The format submitted to the server is not ideal for long-term storage, since it contains a lot of redundant information. This info is useful for validation but we do not want to store anything more than we need.
In particular, the Histograms section does not need to include all the metadata about each histogram.
The Histogram metadata can be retrieved from Histograms.json in the Mozilla source, as long as we know which revision to look at for each payload.
The Histogram name will continue to be the key for each histogram. If we can get significantly better compression by converting the name into a numeric ID, we will use that instead, but the improved readability of the name makes it a preferable key.
The new Value for a Histogram will be calculated as an array containing:
[bucket0, bucket1, ..., bucketN, sum, log_sum, log_sum_squares, sum_squares_lo, sum_squares_hi]
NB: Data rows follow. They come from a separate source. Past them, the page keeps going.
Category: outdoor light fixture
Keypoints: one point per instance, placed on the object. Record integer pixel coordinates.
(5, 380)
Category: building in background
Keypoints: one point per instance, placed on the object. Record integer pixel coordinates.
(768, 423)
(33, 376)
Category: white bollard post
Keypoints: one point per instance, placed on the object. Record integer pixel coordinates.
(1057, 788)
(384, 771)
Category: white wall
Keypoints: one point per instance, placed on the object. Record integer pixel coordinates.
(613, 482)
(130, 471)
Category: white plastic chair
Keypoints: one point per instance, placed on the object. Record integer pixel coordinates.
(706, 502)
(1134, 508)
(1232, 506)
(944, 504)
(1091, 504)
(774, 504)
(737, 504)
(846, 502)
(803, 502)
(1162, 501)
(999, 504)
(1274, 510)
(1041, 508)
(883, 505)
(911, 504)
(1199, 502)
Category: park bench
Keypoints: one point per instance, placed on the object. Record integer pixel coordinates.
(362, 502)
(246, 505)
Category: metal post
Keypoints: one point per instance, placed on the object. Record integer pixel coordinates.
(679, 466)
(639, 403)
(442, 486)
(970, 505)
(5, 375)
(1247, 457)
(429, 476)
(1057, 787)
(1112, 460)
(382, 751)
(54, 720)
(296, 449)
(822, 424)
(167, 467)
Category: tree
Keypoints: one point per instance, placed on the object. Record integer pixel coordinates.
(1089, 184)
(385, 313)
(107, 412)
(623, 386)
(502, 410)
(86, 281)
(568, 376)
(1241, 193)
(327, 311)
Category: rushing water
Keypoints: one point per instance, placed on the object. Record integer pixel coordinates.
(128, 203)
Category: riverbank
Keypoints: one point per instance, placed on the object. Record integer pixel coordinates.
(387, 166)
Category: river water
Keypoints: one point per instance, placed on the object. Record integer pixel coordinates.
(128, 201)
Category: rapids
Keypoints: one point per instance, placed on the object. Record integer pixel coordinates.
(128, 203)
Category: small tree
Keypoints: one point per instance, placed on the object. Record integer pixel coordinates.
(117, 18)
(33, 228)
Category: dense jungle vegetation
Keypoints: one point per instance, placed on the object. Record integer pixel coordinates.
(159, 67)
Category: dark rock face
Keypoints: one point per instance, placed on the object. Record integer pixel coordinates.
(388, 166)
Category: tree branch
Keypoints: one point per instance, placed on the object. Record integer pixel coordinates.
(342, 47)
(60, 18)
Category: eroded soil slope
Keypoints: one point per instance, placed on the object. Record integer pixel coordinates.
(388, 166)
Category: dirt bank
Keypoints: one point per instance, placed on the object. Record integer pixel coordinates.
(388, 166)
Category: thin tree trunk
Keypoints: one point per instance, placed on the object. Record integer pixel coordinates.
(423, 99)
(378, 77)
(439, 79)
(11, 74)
Having the metadata fields (sum, log_sum, etc) at the end of the array has the advantage that buckets are located at the expected offset in the array, and metadata can be referenced with "N from the end" type indices (or negative indices, depending on the language).
As an example, we will look at the DOM_TIMERS_FIRED_PER_NATIVE_TIMEOUT
Histogram.
The allowed lower bounds (ie. keys in the "values" object) for this histogram
are: 0, 1, 3, 8, 21, 57, 154, 414, 1114, 3000
Original format (minimal):
"DOM_TIMERS_FIRED_PER_NATIVE_TIMEOUT":{"log_sum_squares":624.027626294358,"log_sum":873.474196434021,"sum":1279,"values":{"1114":0,"414":1,"8":0,"3":7,"1":1232,"0":0},"histogram_type":0,"bucket_count":10,"range":[1,3000]}
Original format (expanded for readability):
"DOM_TIMERS_FIRED_PER_NATIVE_TIMEOUT": {
"log_sum_squares": 624.027626294358,
"log_sum": 873.474196434021,
"sum": 1279,
"values": {
"1114": 0,
"414": 1,
"8": 2,
"3": 7,
"1": 1232,
"0": 0
},
"histogram_type": 0,
"bucket_count": 10,
"range": [
1,
3000
]
}
In the new storage form, this becomes:
Converted format (minimal):
"DOM_TIMERS_FIRED_PER_NATIVE_TIMEOUT":[0,1232,7,2,0,0,0,1,0,0,1279,873.474196434021,624.027626294358,-1,-1]
Converted format (expanded):
"DOM_TIMERS_FIRED_PER_NATIVE_TIMEOUT": [
0, // Bucket 0
1232, // Bucket 1
7, // Bucket 2
2, // Bucket 3
0, // .
0, // .
0, // .
1, // Bucket 7
0,
0, // Bucket N
1279, // sum
873.474196434021, // log_sum
624.027626294358, // log_sum_squares
-1, // sum_squares_lo
-1 // sum_squares_hi
]
We need a way to determine which version of Histograms.json was used as the reference specification for a given payload.
In modern payloads, this is contained in the info.revision
field as described
in Bug 832007.
In payloads that predate the revision
field, we can determine the
correct version of Histograms.json using a combination of appUpdateChannel
and appBuildID
or appVersion
as needed.
We can then insert the missing revision
information before saving.
Ideally we do not want to have to modify the payload as part of the data
pipeline going forward, but revision
information should only need to be added
to historic data and submissions from old browser versions, and as such should
require less and less processing over time.